Yes, the P4 will heat up more than the Q5 since the Q5 is, by definition, more efficient, so less energy is turned to heat.


----------



## Optical Inferno (Oct 12, 2012)

I saw some interesting data on an XM-L that was pounded with 8A and 10A. It was done by a company that designs fire alert systems for buildings. As the others have said cooling is the key, but you can also help cooling with PWM at a relatively high frequency.


----------



## Uldzha (Oct 12, 2012)

2000 hours actually sounds acceptable... it is several years even if used as EDC flashlight...
But these will be used as Hunting lights, the most frequent in winter...
by looking at these charts: http://www.candlepowerforums.com/vb/showthread.php?192925-AMC7135-Specs-Inside-**UPDATE** can conclude that the MAX current is only in the first minutes, then it drops gradually and soon the LED is no longer overdriven.
and more... since R2 is more effective than the Q5, in the theory, the less heat, right? difficult decision...
I just want to build a very bright thrower for Hunting, but also do not want to fail after a few weeks...


----------



## Uldzha (Oct 15, 2012)

_DC Forward Current - white ≥ 5000 K, royal blue, blue mA 1000
DC Forward Current - white < 5000 K, green mA 700_

Looking at the following Flux Characteristics table, can see that the cool white P4 an warm white P4 have the same brightness (80.6lm). So the efficiency and heat also must be the same... but allowed current is different...
Maybe Max current is calculated by weakest emitter on group? In this case - 700mA is max current for Warm white XR-E N3... but Warm white XR-E P4 is more effective, so it could hold a larger current...
The same with cool white's:
P4 and R2 - both have 1A MAX current... if P4 MAX current is 1A, then theoretically R2 can hold more.

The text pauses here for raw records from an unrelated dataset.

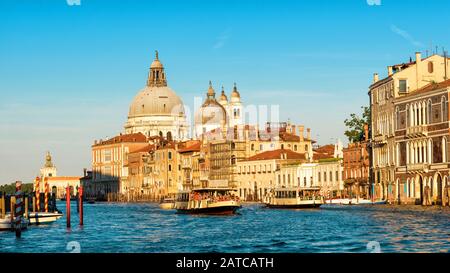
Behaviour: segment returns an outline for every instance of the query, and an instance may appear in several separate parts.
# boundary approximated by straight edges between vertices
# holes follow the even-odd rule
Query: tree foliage
[[[364,124],[370,126],[370,108],[361,106],[362,114],[350,114],[350,118],[344,121],[347,130],[345,136],[349,142],[358,142],[364,140]]]
[[[0,185],[0,192],[6,192],[6,194],[14,194],[16,192],[16,183],[11,183],[9,185]],[[22,192],[24,193],[32,193],[33,192],[33,183],[23,183],[22,184]]]

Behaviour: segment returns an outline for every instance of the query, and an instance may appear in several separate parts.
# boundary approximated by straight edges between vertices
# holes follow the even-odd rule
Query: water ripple
[[[64,211],[64,203],[59,203]],[[74,210],[74,207],[72,208]],[[445,252],[450,249],[449,209],[335,206],[317,210],[272,210],[245,205],[231,217],[191,216],[157,204],[85,205],[85,226],[72,212],[65,219],[31,227],[16,239],[0,233],[0,252]]]

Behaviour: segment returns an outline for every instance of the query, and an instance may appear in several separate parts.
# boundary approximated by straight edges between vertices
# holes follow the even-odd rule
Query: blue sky
[[[374,72],[450,47],[445,0],[80,2],[0,1],[0,184],[30,181],[47,150],[80,175],[94,139],[122,130],[156,49],[186,104],[209,80],[237,82],[244,103],[280,105],[325,144],[345,140]]]

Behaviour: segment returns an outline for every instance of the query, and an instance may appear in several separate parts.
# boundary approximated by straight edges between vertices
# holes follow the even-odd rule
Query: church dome
[[[183,101],[168,86],[146,86],[134,98],[128,117],[183,116]]]
[[[237,87],[236,87],[236,83],[234,83],[234,87],[233,87],[233,91],[231,92],[231,98],[233,99],[240,99],[241,98],[241,94],[239,94]]]
[[[219,103],[222,105],[226,105],[228,103],[227,95],[225,95],[225,90],[222,86],[222,93],[220,94]]]
[[[227,111],[215,99],[215,92],[210,82],[207,98],[195,114],[195,123],[198,125],[216,125],[219,127],[225,125],[226,120]]]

Or my theory is correct? Or I'm not really understand it all?


----------



## AnAppleSnail (Oct 15, 2012)

A brightness bin has little to do with current rating.The LED structure is more important.


----------



## blasterman (Oct 15, 2012)

Yup.

Longevity is also a key part of the equation and what your expectations are. I just finished a test running some XP-Gs at 1.4 amps for 2500 hours at around 45C and they were visibly dimmer than the control emitters. Not a huge amount, but there is some visible loss of brightness. Had I been using high performance stars I'm sure they would have tolerated it better. 2500 hours is a long time though for hand held use. Short form - get good stars if you plan on running at high currents.


----------



## Uldzha (Oct 15, 2012)

Ok, it seems that: if emitter mounted on the copper star, then I can use the 1.4A current. But if it mounted on the 20mm Aluminium star, than should be used only @1A, otherwise it will not work long and well.
Ok, will stay with aluminum star an 1A current... anyway, R2 @1.4A gives only ~60lm more than @1A. Maybe really is not worth risking with LED health.
P.S.
And if the LED is cooler, it gives out more light, right? So if it does not have so good cooling, then R2 @1.4A will not be so much brighter as well-cooled R2 @1A.


----------



## AnAppleSnail (Oct 15, 2012)

Some copper stars are no good as well. Some copper stars have the equivalent of foil under fiberglass PCB layer. Validate your thermal path by building or measuring it.


----------



## HugeOne (Oct 21, 2012)

I tested the XM-L to 7A using water cooling, blow up point is 8A.
LED heat pad directly soldered to a 5/32 copper tube with flat spot grinded into it.

Hugo


----------